People are too quick to say Smith got it wrong, rather than thinking maybe they got Smith wrong.

On Jul 12 11:24 PM puravidavid@yahoo.com wrote:

> Those who would advance Adam Smith's economic treatise to the forefront;
> who espouse unrestrained free markets seem to overlook Smith's earlier
> and perhaps more important work, "The Theory of Moral Sentiments"
> which posits moral and ethical constraints on the behavior of individuals
> and groups. The "invisible hand" was to be guided not only by Darwinian
> survival of the fittest, but by the merit of action due to the effects
> it would have on the social fabric as a whole.
>
> Picking and choosing bits and pieces of a philosopher's work is certain
> to distort the meaning and usefulness of the theory. Witness the
> current global financial deleveraging problem and how the invisible
> hand dealt these cards. Seems a bit silly, no? Unrestrained and gamed
> markets - from money creation to securitization - shine a blinding
> light on the true nature of supposedly free markets where all participants
> are guided by ample information to mutually beneficial arms length
> transactions. Yes, a bit silly and a great bit more dangerous.
puravidavid profile picture
Those who would advance Adam Smith's economic treatise to the forefront; who espouse unrestrained free markets seem to overlook Smith's earlier and perhaps more important work, "The Theory of Moral Sentiments" which posits moral and ethical constraints on the behavior of individuals and groups. The "invisible hand" was to be guided not only by Darwinian survival of the fittest, but by the merit of action due to the effects it would have on the social fabric as a whole.
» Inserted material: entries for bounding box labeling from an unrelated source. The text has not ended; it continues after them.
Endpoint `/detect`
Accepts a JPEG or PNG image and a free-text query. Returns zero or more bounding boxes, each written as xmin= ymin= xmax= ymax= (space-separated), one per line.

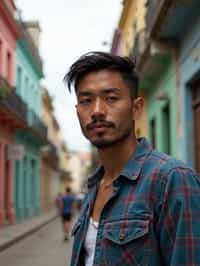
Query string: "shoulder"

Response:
xmin=146 ymin=150 xmax=200 ymax=190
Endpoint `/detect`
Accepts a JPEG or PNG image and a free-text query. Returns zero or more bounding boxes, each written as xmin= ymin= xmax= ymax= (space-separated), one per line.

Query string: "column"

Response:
xmin=0 ymin=142 xmax=5 ymax=227
xmin=7 ymin=160 xmax=15 ymax=224
xmin=15 ymin=160 xmax=24 ymax=222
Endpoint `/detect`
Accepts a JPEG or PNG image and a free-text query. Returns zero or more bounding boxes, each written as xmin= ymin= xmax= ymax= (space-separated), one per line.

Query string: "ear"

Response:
xmin=133 ymin=97 xmax=144 ymax=120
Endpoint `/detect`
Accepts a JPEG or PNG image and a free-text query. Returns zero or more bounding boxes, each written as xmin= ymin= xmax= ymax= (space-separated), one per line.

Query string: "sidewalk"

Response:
xmin=0 ymin=210 xmax=58 ymax=251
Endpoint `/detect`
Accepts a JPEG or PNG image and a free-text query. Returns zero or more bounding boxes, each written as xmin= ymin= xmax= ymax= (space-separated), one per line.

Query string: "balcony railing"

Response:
xmin=146 ymin=0 xmax=166 ymax=34
xmin=18 ymin=16 xmax=43 ymax=72
xmin=0 ymin=77 xmax=27 ymax=122
xmin=28 ymin=109 xmax=47 ymax=139
xmin=41 ymin=143 xmax=59 ymax=168
xmin=132 ymin=29 xmax=148 ymax=65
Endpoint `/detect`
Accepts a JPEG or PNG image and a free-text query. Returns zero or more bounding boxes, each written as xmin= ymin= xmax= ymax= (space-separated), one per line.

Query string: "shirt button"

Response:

Picking and choosing bits and pieces of a philosopher's work is certain to distort the meaning and usefulness of the theory. Witness the current global financial deleveraging problem and how the invisible hand dealt these cards. Seems a bit silly, no? Unrestrained and gamed markets - from money creation to securitization - shine a blinding light on the true nature of supposedly free markets where all participants are guided by ample information to mutually beneficial arms length transactions. Yes, a bit silly and a great bit more dangerous.
darrenlobo profile picture
Mr. Frank seems to not know that monopolies only thrive because the govt creates & protects them. It is the govt's intervention that creates the Darwinian paradigm. An unfettered free market is a competitive one.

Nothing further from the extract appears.